Monday, June 9, 2008

English, British, hmm...

Scotland feels completely different as soon as you step off the bus. Even before, actually. I don’t know what it is. Actually, it’s probably more similar to Wales in terms of pace of life, how GREEN everything is, the hilly landscape with sheep dotted all across. The further north you go, the more lush, fairy-tale it transforms into.

I arrived in Inverness on schedule and spent the day walking with Simon. We went down to the Ness Islands, walked along the canal, and did a big loop back to the city. We then lounged on the lawn of Inverness Castle…great pub stop at the top of the canal as well. Lovely lad with lots of great travel stories as well, and a true example of Scottish friendliness, good humor, generosity and openness.

So let’s see, I’d probably like to write about what I think about the UK, England, British.

Well, first off, I now (think) I have a more clear understanding of what these terms mean. The countries of Scotland, England, and Wales form Great Britain. Throw in Northern Island and you’ve got the United Kingdom.

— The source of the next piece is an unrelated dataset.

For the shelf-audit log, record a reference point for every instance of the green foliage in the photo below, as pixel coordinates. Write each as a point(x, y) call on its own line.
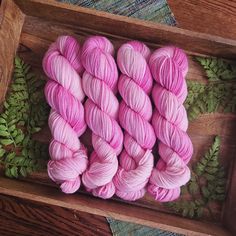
point(25, 111)
point(218, 95)
point(217, 69)
point(207, 184)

I didn’t realize that there was this big discrepancy between what English and British meant, until I went out for a drink with Sham and his sister Kaya the other night in South Kensington. Sham identifies himself as English; Kaya herself as British. Kaya associates the term English as a racial word, and British is more the general composite, of how Asians have integrated and created a distinct culture that is essentially non-English. Sham continued to say that he was English because he was born and raised in England, and things from England that are essentially English, such as football and drinking, are very much a part of him. Anyway, this got me thinking as I was trying to find the equivalent terminology for people in the United States. Would “American” be the same as “English” and if so, what would be the term for “British”? Kaya claimed that she thought “American” WAS the term for British, and pointed out that all the time people call themselves Japanese-American or Italian-American or whatever. I don’t really know what conclusions I drew but it was an interesting conversation.

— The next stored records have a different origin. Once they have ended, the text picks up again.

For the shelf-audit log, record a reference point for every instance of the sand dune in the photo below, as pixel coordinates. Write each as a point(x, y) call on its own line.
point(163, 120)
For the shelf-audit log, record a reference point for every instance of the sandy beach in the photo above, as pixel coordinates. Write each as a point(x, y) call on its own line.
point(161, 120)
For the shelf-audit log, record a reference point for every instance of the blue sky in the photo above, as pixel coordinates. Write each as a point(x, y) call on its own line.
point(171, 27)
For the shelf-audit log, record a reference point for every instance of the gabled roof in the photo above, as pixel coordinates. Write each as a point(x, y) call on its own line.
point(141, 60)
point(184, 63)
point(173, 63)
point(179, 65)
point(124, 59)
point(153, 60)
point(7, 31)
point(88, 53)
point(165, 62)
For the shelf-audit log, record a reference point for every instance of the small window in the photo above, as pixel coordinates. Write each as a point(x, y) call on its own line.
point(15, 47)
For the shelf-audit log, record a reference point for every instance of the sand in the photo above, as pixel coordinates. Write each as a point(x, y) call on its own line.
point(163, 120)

The next day, I mentioned to John that this had come up and how the person who I had called English had been quite offended. What he said was also interesting, because he said it had to do with people’s perceptions. Previously, the English had a superiority complex, and being English meant being wealthier, and often times more educated and cosmopolitan. However, now there is a big push to emphasize the identity of Great Britain rather than England on its own, so it’s become politically incorrect to say you’re English. By claiming you’re English, people may perceive you to be discriminatory against the fellow UK nations. A complicated mess, if you ask me.

I don’t mean to sound whiny, but the public transport in the UK has shocked me. Yes, I realize that I’ve been living in Japan for the past few years and most people wouldn’t deny that Japan has either the best or one of the best public transport systems in the world. But had I forgotten, or did I previously not care, about shoddy transport? Maybe it’s because as my profession has required extensive time on public transport, I notice and appreciate the good systems. In any case, London was a shocker. Without an “oyster” card, which is an electronic refillable card, much like the Suica or Pasmo in Japan, a single ride on the tube costs 4 pounds – that’s 8 USD or 800 yen! That’s insane!

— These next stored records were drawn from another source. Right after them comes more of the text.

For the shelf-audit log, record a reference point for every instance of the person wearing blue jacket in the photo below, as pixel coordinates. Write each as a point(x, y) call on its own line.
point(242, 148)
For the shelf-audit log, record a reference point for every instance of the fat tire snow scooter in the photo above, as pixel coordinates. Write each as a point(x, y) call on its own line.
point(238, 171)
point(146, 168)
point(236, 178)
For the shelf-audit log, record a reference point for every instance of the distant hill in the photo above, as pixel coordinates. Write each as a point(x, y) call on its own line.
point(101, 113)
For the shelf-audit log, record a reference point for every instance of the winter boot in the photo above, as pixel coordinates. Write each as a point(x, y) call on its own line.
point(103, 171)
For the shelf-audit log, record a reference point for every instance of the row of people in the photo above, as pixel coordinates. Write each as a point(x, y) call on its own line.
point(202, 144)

But it’s not even the price that irritated me. The quality was pretty abysmal. I often waited more than 10 minutes for a train, they were dirty, and the stations were dirty as well. I can think of so many places with better public transport: Paris, New York, Washington, DC, Sao Paulo, Buenos Aires, Mexico City, Madrid, Amsterdam, well, wait, let me put it this way – I don't know of any other city where you would pay as much for the low quality.

And weather…oh the famous British weather. I guess I had forgotten about how much weather affects me as well. The unpredictability, the rain, the clouds, the cold wind…it just doesn't work for me anymore. California probably ruined it for me…

1 comment:

Simon Varwell said...

Interesting points about English/British. You are right (or your friend John is right) that it has somehow become un-PC to call yourself English.

This is a real shame, and post-devolution in the UK (since about 1999), there have been so many political developments in the three smaller nations that have enhanced their identity and ability to make relevant decisions... but none in England.

I'd argue, therefore (and I am Scottish), that England has one of the most suppressed nationalities in Europe, and only when it is an independent country can it at last be "England" without any hang-ups or fear of treading on others' toes. It's the least the people of England deserve.

And I agree with your points about public transport - the UK's is shocking, and I have been to many poorer European countries who could put us to shame on this front.